I was proposing to make a distinction between the 'untagged' MTU
(dev->mtu) that would continue to be used by layer 3 and the physical
MTU that would take into account the needs of any related VLAN devices.

> So, I'd like to define "MTU" to be layer 3 and "MFS" to be layer 2. The
> essential distinction is that the MFS value is interdependent between
> VLANs and their masters while the MTU can be arbitrarily set (within MFS
> limits).

Right.

> > we should propagate MTU change requests up
> 
> Hm. If we propagate the MFS up, we either need to track the different
> requestors so we can notice when we can lower it back down, or we end up
> ever just raising the value.
> 
> How about instead of propagating the MFS up, we provide an user knob to
> adjust the MFS (on physical devices)?

I suppose that may be necessary - unfortunately.

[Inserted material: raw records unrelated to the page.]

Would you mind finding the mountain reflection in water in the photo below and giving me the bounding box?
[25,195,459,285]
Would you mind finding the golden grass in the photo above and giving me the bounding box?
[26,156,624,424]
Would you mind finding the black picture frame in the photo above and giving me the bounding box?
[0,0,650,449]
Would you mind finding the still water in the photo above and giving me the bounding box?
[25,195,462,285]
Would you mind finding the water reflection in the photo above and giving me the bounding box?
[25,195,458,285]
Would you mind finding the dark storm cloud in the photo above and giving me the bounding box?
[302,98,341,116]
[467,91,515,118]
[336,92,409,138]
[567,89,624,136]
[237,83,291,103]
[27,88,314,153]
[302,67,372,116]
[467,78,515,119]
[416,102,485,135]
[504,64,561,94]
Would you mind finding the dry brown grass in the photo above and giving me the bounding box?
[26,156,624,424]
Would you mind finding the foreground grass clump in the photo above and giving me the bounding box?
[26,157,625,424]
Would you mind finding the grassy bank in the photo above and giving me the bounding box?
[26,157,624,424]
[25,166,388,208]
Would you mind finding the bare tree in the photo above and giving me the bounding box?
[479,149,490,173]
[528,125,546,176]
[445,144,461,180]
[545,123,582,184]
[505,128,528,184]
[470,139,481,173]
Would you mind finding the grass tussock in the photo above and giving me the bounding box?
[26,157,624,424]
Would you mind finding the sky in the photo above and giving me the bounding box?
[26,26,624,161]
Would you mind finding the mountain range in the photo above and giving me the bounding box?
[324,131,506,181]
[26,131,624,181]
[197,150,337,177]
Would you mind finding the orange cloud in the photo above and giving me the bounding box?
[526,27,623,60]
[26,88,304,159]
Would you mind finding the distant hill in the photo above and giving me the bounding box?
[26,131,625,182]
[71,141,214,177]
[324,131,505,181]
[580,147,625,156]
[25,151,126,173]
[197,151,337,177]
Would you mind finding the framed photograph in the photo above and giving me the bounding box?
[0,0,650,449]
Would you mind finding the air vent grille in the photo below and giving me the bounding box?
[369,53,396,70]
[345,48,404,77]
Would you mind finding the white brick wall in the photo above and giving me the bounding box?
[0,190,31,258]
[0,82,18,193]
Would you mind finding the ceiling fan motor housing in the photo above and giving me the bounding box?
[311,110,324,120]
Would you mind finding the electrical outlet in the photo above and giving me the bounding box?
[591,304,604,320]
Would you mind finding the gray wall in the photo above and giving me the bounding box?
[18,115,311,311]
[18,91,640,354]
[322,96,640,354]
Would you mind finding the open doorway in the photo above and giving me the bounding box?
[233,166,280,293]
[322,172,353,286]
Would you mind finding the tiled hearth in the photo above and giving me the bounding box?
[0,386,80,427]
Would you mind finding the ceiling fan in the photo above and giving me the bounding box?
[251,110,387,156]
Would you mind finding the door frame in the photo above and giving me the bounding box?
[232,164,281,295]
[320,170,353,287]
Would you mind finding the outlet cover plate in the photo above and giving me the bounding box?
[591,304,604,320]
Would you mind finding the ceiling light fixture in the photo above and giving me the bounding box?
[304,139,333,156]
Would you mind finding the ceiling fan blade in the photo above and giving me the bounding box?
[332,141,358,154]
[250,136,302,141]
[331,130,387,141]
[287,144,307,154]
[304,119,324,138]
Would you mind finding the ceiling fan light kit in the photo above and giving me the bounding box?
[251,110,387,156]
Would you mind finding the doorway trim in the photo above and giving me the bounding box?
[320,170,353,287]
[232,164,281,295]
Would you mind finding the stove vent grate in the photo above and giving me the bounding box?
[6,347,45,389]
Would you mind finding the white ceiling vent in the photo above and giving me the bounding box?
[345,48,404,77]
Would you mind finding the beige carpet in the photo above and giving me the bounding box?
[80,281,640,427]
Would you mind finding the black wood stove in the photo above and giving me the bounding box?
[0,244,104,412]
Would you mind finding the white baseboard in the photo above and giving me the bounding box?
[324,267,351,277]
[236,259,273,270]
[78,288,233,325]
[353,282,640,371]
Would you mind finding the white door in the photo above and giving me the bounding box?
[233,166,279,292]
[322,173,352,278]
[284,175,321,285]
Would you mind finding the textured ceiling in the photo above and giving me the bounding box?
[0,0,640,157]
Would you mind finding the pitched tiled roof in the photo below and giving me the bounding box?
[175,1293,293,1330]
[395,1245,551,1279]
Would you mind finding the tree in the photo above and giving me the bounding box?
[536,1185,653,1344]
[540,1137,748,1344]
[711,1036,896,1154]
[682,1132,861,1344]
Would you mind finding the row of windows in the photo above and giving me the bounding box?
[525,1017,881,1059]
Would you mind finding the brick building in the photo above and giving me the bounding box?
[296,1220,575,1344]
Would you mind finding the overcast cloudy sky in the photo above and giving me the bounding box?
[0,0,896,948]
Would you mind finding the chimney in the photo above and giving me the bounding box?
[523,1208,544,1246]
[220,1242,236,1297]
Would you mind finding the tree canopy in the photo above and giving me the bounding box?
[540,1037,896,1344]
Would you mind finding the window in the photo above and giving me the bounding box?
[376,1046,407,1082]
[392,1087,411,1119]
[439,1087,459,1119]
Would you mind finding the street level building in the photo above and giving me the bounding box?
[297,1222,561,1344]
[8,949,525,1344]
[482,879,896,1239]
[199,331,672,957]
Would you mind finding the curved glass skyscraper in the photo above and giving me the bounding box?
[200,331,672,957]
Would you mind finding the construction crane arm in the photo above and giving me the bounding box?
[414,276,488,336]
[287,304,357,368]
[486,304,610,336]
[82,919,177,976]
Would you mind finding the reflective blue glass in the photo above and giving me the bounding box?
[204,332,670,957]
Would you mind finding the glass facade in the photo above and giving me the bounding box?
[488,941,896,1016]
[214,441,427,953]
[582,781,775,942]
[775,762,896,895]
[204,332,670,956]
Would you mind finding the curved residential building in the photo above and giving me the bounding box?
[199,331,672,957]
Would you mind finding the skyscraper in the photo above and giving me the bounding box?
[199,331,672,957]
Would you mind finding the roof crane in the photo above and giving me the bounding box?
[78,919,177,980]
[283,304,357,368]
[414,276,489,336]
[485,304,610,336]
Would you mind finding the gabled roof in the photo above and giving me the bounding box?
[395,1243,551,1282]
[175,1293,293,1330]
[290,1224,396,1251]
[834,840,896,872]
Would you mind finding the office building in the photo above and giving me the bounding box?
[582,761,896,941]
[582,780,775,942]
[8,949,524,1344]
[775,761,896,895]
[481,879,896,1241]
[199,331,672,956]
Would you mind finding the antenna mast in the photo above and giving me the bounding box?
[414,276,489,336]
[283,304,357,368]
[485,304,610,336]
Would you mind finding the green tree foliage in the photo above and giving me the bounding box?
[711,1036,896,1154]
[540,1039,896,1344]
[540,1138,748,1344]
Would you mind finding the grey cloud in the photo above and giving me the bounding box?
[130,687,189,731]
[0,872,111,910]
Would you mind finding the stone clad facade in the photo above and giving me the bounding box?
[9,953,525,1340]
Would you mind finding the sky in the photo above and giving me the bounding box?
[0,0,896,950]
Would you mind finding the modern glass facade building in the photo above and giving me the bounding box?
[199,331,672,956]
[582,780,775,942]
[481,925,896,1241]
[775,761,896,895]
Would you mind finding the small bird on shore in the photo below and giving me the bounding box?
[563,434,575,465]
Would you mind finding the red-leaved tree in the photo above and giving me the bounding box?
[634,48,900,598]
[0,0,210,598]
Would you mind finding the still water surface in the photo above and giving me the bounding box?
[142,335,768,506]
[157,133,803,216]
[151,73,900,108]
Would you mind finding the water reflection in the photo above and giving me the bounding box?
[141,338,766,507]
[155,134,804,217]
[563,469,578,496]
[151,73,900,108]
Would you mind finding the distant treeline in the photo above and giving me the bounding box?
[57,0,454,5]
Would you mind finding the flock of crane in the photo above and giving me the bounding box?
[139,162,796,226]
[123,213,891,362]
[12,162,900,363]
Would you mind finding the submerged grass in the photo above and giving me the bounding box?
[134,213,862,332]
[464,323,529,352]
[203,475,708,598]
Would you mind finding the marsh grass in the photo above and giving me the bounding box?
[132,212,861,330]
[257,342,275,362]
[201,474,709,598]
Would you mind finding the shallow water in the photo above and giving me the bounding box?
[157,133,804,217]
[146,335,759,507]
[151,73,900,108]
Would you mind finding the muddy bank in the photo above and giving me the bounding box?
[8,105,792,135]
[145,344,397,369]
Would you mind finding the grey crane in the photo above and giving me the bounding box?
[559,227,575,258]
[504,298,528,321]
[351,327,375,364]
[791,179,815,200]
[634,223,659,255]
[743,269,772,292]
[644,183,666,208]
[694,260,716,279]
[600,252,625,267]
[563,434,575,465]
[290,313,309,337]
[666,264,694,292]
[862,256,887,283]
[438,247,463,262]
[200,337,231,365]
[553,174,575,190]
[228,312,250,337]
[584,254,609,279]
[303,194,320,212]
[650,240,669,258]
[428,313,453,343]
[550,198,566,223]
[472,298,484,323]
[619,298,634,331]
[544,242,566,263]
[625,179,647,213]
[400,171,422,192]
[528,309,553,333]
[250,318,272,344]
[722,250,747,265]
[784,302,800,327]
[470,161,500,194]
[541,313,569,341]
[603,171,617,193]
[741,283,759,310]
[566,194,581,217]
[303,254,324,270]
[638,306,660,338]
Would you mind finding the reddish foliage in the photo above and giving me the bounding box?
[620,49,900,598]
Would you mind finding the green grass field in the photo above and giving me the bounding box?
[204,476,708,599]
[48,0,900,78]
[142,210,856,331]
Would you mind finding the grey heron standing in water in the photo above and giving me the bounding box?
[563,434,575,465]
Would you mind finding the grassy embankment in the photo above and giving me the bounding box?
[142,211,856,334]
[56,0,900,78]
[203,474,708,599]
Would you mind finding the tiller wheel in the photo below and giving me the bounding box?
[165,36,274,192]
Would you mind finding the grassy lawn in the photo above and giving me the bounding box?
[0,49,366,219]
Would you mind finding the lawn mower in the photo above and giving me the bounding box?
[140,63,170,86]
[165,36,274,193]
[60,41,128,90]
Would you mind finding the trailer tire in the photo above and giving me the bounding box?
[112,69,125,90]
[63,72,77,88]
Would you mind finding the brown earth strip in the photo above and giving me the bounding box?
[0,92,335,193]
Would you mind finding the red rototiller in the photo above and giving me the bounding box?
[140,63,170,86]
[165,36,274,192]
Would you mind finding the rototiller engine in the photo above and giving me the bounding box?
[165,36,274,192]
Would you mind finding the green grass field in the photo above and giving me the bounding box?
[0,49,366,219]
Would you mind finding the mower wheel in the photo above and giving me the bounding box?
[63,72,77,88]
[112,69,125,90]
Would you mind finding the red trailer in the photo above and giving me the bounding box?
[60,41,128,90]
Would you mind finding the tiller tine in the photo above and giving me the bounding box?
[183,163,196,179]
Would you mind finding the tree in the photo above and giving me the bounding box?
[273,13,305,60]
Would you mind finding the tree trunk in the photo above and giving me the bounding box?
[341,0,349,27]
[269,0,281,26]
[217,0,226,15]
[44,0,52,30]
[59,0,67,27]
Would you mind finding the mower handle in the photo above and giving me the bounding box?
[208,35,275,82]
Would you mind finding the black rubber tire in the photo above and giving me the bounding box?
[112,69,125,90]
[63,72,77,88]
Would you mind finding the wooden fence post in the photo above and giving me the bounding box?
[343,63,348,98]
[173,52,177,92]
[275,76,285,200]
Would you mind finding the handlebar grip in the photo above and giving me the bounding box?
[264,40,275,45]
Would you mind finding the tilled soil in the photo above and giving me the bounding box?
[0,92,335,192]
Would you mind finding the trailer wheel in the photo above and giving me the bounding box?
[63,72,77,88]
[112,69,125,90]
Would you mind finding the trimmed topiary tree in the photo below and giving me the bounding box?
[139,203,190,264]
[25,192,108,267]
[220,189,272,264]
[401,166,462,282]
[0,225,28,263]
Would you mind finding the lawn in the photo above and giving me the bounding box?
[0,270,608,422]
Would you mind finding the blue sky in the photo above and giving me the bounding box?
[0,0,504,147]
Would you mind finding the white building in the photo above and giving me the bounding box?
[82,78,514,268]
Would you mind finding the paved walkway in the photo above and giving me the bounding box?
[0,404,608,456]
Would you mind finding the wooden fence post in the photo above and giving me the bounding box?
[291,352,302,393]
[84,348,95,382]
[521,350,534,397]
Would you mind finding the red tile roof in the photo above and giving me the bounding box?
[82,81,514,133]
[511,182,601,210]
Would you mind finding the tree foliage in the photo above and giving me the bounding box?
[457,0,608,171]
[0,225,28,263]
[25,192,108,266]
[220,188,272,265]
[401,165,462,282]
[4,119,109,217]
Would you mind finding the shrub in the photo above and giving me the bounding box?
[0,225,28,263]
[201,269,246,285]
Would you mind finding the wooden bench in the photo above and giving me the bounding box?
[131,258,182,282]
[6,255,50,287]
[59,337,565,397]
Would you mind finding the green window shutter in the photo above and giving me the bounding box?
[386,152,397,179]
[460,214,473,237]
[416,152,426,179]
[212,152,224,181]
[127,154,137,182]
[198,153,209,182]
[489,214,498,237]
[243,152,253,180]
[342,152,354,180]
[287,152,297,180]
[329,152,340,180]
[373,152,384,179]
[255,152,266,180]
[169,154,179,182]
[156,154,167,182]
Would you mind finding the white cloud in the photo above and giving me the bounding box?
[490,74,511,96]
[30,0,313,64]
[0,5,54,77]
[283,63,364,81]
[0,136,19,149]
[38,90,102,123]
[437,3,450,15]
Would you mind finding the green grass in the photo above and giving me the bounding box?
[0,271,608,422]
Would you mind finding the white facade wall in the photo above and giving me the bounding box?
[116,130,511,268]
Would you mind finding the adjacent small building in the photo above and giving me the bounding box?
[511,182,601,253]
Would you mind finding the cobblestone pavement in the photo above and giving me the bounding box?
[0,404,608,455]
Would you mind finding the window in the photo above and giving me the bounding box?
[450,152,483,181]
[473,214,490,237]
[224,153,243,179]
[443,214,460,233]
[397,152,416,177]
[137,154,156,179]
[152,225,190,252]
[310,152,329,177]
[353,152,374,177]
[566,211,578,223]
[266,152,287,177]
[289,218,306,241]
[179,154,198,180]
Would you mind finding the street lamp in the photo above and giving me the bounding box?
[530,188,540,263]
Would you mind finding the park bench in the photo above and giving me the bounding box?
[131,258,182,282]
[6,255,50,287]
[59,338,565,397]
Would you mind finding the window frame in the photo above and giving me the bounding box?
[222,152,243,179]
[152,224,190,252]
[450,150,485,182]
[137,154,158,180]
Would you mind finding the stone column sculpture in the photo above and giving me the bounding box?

> Might also be relevant for lxc/network namespaces; i don't think a
> containered uid0 should have the possibility to increase your NIC's
> buffers by x6 by changing the MTU on his VLAN...

Indeed!

> (I'd still keep a max_mfs field, just to export these bits of knowledge
> from the driver to userspace. I remember a recent thread about e100 and
> hardware limits...)
> 
> > > 	dev->hw_features = NETIF_F_ALL_CSUM | NETIF_F_SG |
> > > 			   NETIF_F_FRAGLIST | NETIF_F_ALL_TSO |
> > > 			   NETIF_F_HIGHDMA | NETIF_F_SCTP_CSUM |
> > > 			   NETIF_F_ALL_FCOE;
> >
> > Those are the features that can *potentially* be toggled.
> >
> > > which is pretty much the "basic" set. I don't see why any of that should
> > > differ for 802.1ad (or even 802.1ah), but my understanding is barely
> > > enough to tell that these flags should work for 802.1ad.
> >
> > See vlan_dev_fix_features() and note that vlan_features is zero for a
> > VLAN device.
> 
> I admit ignorance and am duly reading code - in fact, I should probably
> not use vlan_features for 802.1ad S-VLANs and instead force the features
> to 0 to be on the safe side...

You shouldn't mask out all features.  I think it should be OK to copy
NETIF_F_NO_CSUM, NETIF_F_HW_CUSM, NETIF_F_SG, NETIF_F_FRAGLIST and
NETIF_F_HIGHDMA if those are in real_dev->vlan_features, as none of
those are dependent on header parsing.

Ben.

-- 
Ben Hutchings, Staff Engineer, Solarflare
Not speaking for my employer; that's the marketing department's job.
They asked us to note that Solarflare product names are trademarked.